いつの間にか雪虫の集団と裸の木立は消え、道は黒々とした針葉樹に囲まれていた。すっかり闇に飲まれた夜空は雲に覆われ、白い雪がシンシン、シンシンと降っている。
「先生、足、凍れませんか。僕が先生を運びますか。」
「この程度で寒がる鴉がどこにいる。」
「確かに……でも、もし本当に辛ければ。」
先生は前を向いたまま、返事をしない。吐く息は白く、空気の中に溶けてゆく。きっと、僕たちの吐息は、大気の流れに乗って天まで昇り、絶対零度に冷やされ、雪となって再び大地に戻るのだろう。僕が遙か遠い国で吐いた最後のひと息も、天をぐるりと巡ったその後は、懐かしき北国の土の上、綺麗な雪の結晶となって積み重なるのだ。
「……尾崎君。君は、恋をしたことがあるかね。」
その問いの意味するところがわからず、僕は少し困惑した。先生は俯き加減で、何か思い詰めているように見える。
「いいえ。」
「ただの一度も、誰かを好きになった事がないのか。」
「はい。」
「そうか……一度も……。いかんなあ、こんなに辛い話があってたまるものか。」
先生は絞り出すように言った。恋の経験が無いのは、そんなに残念な事なのだろうか。
「先生、僕は恋については、それがどんなものかすら皆目見当もつきません。ですが、僕はとても幸福でした。友達は皆面白いやつばかりで、勉強するのも楽しくて。先生、覚えていますか、校庭での雪合戦。たまたま通りすがった校長先生の頭に、先生の豪速球がドカンと命中したのを。それから、白石君がストーブで焼き芋商売を始めたのを先生に見つかって、芋を両手に持ったまま、窓から逃げて行ったのを。」
「ありゃあ、まるで芋泥棒だったな。」
「はい、本当に面白くて、楽しくて、楽しくて……。あの幸福がずっと続けばいいと思いました。僕は、まだ学生でいたかった。でも、終わらないものは、この世に無いんです。」
「そうだな。」
「先生。この道も、そろそろ終わるんですね。」
僕は知っている、いや、ずっと前から知っていた。この道は永遠に続くものではなく、先生と僕は別れなければならない事を。一寸程積もった新雪の上に、砕けそうな古革靴をキュ、キュと進める度、先生との時間が終わりに近づく。

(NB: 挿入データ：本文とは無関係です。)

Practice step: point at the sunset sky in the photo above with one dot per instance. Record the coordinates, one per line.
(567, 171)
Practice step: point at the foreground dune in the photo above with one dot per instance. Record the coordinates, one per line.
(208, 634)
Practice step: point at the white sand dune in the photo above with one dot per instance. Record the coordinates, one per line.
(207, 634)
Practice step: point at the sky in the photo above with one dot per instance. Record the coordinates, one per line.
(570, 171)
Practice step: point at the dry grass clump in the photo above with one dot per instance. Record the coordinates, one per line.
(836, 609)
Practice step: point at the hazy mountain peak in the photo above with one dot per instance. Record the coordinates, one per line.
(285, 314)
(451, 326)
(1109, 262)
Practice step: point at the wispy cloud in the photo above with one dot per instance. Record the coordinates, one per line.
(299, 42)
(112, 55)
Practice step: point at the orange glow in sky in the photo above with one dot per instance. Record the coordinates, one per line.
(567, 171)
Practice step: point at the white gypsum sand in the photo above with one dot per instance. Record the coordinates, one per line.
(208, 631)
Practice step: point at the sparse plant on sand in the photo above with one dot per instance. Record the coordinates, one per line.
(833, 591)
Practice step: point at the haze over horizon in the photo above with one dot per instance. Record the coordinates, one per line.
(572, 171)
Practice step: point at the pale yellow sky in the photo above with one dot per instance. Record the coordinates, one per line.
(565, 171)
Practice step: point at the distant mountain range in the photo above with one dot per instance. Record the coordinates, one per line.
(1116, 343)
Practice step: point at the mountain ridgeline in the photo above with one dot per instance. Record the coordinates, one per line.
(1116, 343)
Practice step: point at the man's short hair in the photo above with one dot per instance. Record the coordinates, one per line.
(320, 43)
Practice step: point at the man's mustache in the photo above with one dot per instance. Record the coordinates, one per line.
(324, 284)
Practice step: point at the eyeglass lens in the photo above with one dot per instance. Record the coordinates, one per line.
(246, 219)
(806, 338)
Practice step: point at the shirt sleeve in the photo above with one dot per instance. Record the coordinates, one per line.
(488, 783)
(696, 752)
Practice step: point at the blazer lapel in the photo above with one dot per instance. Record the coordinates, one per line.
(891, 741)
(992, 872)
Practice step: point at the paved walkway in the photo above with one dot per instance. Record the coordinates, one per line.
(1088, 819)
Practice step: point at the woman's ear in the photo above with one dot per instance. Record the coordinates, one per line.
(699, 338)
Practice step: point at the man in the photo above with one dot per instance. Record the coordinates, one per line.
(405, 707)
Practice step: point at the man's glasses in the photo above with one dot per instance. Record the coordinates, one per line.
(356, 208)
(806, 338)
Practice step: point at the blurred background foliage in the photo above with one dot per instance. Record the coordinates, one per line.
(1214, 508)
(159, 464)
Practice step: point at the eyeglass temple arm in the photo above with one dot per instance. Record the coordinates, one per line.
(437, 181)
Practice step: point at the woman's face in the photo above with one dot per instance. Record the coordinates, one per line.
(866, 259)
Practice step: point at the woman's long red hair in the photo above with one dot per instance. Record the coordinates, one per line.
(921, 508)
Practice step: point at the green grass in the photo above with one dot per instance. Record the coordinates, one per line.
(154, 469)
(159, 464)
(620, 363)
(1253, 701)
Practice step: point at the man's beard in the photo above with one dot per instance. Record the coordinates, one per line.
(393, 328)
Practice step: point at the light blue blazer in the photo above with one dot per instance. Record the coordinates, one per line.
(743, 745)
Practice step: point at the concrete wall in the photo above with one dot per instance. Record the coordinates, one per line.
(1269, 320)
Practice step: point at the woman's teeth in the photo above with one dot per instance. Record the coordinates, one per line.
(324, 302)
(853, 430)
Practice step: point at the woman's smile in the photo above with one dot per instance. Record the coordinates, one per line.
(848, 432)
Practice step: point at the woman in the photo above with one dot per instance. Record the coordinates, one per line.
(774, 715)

「やがて川岸が見えてくるだろう、そこがこの散歩の終着点だ。君は船に乗り、その先の道を進み続けなければならない。」
「川岸に着いたら,先生はどうされるのですか。」
「約束通り、勝利君を探しに行く。」
「もし勝利を見つけたら。」
「全ての生徒たちを見送るまで、この回廊を歩き続けるだろう。そして、その後は……。」
そこで先生は一つ深い呼吸をし、声高らかに。
「吾輩は鴉天狗である。全てを終えたら、天狗が居るべき場所、梅の香かおる我が故郷、紀州へと帰るだろう。」
降り積もる雪だけが、夜道を照らす淡い光を放っている。先生と僕の旅路が終わりに近づくにつれ、その光は少しずつ強くなっているようだった。
僕らを導くこの雪は、一体誰の吐息だろう。
冬が終われば、また春が来る。
春が来たら、全ては土に溶ける。
そうしたら、僕たちは、辛夷の花びらを胸に抱いて眠るのだ。
春眠不覺曉、
處處聞啼鳥。
夜來風雨聲、
花落知多少。
<後書き>
勿論全てフィクションです。
郷愁を詰め込みました。
紀州の言葉、書くことが出来ればよかったのですが。
辛夷の写真があればよかったのですが。